There’s an important social (albeit somewhat banal and reductionistic) point to this ecological rumination, which is that we are fundamentally communitarian, connected, and interdependent. During my just finished Thanksgiving retreat many of us were in conversation about community, driven in part by the slow but steady emergence of more friends getting sick, needing help, and the lack of a social infrastructure beyond that which we can create for ourselves. But as we get older we all ponder our ‘security’ in later years, wondering who will be there when we need help. More than that, there’s the inescapable and essential joy of sharing, of connecting, of making meaning together in our everyday lives.

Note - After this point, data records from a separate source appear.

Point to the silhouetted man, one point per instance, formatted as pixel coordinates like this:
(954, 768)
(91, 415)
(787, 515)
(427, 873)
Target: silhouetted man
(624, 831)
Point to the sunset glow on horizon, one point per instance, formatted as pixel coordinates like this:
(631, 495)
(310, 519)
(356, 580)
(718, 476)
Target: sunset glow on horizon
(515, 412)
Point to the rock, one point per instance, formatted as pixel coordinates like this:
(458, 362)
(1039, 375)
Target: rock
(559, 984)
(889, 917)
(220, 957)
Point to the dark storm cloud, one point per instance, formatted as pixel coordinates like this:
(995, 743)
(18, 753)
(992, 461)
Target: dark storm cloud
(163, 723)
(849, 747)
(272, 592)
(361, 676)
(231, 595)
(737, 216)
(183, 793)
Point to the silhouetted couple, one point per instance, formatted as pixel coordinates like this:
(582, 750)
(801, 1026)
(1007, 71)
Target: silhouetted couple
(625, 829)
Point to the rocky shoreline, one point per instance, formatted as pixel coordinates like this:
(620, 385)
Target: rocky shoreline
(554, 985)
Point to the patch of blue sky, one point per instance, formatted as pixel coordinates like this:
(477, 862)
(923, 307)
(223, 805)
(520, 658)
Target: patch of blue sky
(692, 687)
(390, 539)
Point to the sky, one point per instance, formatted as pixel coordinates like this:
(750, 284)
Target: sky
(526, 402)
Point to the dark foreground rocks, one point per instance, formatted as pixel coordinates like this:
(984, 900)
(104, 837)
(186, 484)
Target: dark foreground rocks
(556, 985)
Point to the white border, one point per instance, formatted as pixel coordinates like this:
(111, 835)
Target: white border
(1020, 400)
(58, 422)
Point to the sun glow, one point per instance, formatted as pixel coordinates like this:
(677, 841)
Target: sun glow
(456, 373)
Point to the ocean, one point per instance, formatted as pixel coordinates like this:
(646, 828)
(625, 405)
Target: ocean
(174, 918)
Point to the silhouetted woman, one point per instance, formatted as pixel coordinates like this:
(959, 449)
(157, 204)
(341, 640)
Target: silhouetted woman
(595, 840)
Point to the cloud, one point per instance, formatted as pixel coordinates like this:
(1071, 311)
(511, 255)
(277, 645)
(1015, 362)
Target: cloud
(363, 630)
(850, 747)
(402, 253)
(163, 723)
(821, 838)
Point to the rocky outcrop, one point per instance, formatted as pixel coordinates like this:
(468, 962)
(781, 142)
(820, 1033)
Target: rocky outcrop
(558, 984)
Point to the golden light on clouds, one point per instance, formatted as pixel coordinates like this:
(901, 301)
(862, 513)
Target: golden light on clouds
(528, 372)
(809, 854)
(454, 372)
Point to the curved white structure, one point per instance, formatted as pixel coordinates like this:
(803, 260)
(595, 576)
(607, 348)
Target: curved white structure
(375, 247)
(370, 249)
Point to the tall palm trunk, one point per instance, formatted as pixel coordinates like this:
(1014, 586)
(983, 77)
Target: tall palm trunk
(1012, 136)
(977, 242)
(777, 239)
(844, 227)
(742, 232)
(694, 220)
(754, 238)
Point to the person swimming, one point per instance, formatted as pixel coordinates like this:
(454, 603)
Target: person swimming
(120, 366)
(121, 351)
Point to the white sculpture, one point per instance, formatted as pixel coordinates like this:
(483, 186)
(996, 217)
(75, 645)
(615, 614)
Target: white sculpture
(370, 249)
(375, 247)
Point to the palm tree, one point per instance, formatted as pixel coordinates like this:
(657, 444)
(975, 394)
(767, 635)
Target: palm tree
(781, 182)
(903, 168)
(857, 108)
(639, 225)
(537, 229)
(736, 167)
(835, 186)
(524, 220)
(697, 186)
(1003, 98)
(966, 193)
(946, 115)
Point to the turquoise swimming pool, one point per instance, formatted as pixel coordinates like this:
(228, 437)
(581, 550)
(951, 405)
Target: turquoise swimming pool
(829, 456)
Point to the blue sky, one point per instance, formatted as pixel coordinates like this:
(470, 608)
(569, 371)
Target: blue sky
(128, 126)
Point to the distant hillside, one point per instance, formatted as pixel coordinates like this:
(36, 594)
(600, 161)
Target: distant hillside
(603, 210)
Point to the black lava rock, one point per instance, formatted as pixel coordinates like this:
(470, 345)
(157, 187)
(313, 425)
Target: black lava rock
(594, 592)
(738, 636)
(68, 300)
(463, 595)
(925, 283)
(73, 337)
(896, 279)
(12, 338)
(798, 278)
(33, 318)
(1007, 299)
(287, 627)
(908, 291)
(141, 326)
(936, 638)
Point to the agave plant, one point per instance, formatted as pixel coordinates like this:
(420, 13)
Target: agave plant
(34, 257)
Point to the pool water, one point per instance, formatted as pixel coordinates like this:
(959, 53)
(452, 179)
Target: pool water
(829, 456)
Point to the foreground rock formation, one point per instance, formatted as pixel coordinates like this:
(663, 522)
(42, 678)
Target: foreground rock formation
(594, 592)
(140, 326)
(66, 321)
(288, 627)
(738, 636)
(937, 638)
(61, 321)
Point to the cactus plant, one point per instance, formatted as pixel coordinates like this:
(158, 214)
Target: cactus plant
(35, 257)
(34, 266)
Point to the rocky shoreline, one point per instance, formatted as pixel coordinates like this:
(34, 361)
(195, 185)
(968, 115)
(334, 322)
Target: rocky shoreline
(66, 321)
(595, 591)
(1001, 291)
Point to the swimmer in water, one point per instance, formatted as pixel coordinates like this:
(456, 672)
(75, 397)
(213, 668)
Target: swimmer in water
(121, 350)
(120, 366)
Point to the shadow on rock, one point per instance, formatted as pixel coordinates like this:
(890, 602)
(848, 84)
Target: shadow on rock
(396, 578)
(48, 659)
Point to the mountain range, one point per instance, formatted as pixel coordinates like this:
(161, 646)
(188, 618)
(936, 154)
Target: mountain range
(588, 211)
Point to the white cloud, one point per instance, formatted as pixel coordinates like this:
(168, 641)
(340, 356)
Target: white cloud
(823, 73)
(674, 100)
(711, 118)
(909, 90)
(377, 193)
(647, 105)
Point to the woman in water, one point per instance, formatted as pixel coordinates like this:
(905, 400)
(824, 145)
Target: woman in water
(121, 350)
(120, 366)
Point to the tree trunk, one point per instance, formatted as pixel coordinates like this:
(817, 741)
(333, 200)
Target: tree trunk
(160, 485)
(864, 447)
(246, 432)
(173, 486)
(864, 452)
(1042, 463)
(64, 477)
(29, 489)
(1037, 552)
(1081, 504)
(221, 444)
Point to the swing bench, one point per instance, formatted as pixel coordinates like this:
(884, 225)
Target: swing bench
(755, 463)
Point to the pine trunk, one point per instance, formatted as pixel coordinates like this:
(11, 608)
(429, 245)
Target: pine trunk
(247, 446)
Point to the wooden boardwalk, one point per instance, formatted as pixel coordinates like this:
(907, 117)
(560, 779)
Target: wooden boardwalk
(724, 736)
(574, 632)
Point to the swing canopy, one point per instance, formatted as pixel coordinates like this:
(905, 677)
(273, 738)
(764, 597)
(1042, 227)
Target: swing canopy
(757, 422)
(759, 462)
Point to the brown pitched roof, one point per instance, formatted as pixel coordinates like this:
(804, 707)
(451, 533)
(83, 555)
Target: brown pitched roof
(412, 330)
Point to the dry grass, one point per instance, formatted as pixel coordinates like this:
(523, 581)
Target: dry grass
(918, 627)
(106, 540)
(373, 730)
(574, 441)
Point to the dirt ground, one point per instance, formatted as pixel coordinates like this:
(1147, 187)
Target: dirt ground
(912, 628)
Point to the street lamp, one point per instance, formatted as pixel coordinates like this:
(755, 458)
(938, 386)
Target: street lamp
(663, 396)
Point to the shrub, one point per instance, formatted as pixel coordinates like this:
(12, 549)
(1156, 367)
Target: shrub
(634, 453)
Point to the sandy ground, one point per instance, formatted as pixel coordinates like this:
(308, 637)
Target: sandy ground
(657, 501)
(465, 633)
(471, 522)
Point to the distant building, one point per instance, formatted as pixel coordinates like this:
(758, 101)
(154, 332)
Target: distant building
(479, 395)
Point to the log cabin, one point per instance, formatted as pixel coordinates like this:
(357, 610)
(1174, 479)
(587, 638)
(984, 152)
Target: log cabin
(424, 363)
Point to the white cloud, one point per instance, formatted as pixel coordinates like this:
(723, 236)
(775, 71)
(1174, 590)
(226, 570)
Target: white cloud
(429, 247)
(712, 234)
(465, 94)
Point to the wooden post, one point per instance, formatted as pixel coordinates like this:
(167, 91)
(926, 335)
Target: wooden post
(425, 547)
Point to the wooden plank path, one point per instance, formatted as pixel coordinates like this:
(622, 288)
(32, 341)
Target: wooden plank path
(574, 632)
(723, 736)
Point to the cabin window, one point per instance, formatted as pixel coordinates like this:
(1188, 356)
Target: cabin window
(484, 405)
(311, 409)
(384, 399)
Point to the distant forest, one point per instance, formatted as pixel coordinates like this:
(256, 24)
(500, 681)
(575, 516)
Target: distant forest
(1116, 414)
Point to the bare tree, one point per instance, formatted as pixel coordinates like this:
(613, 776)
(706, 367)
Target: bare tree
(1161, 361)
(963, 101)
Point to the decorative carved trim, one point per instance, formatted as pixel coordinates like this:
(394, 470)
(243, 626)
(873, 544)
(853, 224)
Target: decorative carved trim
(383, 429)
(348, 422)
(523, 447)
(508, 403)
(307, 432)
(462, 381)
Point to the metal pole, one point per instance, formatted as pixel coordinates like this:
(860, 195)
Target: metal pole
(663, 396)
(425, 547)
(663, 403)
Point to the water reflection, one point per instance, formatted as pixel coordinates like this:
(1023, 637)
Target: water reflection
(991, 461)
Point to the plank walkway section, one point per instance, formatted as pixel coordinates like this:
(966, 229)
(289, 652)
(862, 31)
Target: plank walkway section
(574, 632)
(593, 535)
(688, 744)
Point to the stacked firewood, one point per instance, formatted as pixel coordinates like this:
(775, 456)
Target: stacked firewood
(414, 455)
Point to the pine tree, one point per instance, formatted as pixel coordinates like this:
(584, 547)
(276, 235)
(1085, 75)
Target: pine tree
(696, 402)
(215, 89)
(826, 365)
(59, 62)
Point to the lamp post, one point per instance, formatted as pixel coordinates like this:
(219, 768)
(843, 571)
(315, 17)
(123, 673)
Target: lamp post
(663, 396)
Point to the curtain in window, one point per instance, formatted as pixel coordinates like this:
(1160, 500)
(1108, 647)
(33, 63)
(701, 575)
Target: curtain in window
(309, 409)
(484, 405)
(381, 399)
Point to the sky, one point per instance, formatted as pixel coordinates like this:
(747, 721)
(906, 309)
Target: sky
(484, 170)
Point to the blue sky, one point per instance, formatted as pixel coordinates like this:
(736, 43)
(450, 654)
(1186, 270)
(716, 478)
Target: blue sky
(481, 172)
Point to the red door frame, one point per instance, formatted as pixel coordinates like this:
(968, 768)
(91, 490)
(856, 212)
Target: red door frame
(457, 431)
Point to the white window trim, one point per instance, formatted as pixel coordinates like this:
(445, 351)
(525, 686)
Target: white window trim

Some of our conversation touched on the disappointment(s) many of us have felt as our sense of community (vague, to be sure) was betrayed by a lack of engagement when we thought we might be able to expect it. No doubt this will be an ongoing challenge for all of us, how to feel the community we have without feeling so disappointed when it doesn’t meet our unspoken expectations! We might consider elucidating those expectations, of course, but we don’t actually meet in person too often. The nature of our connectedness in community is completely undefined beyond our mutual pleasure in each others’ company (and our now decade-long experience of meeting up for a 4-5 day Thanksgiving get-away). On top of those logistic realities, we’re all getting older and more focused on whatever paths our lives have taken. As this happens, it’s not surprising that vague ideas of ‘community’ might begin to break down or lose their strength–in other words, when we’re younger our sense of ‘community’ means something, but as we get older whatever our sense of that was can become diminished in the face of more powerful connections, a deeper sense of our personal trajectory and meaning and purpose, etc. that we develop over time. So the reality of our community is likely the same as it ever was, but our own lives have more depth and thickness and meaning, rendering the old familiar community somewhat superficial and thin by comparison…

Nevertheless, our need for mutualistic lives is as compelling as ever. Part of why I write this is my hope to find that brain (and body!) out there who wants to meet me, who senses a shared mission, a larger engagement with life that these ruminations point to… Because even though I live in a dense web of projects, activities, social opportunities, great friends, et al, I often notice how profoundly alone I am too. Perhaps that is our basic condition, to hold both our individual isolation with our dense connections and mutual interdependence all at once, skating the hills and dales of depression and elation as the sun or the rain or the moon inspires us…

ok. enough for now. hasta la proxima (and keep your eye on Mexico!)

1 comment to Orga(ni)smic Communities

  • hibiscus

    wow nifty

    we’re a bunch of trees, but we’re being a bad forest in terms of measuring the success of the ones growing at our feet

    damn! why didn’t i see that before! we’re a fucking forest!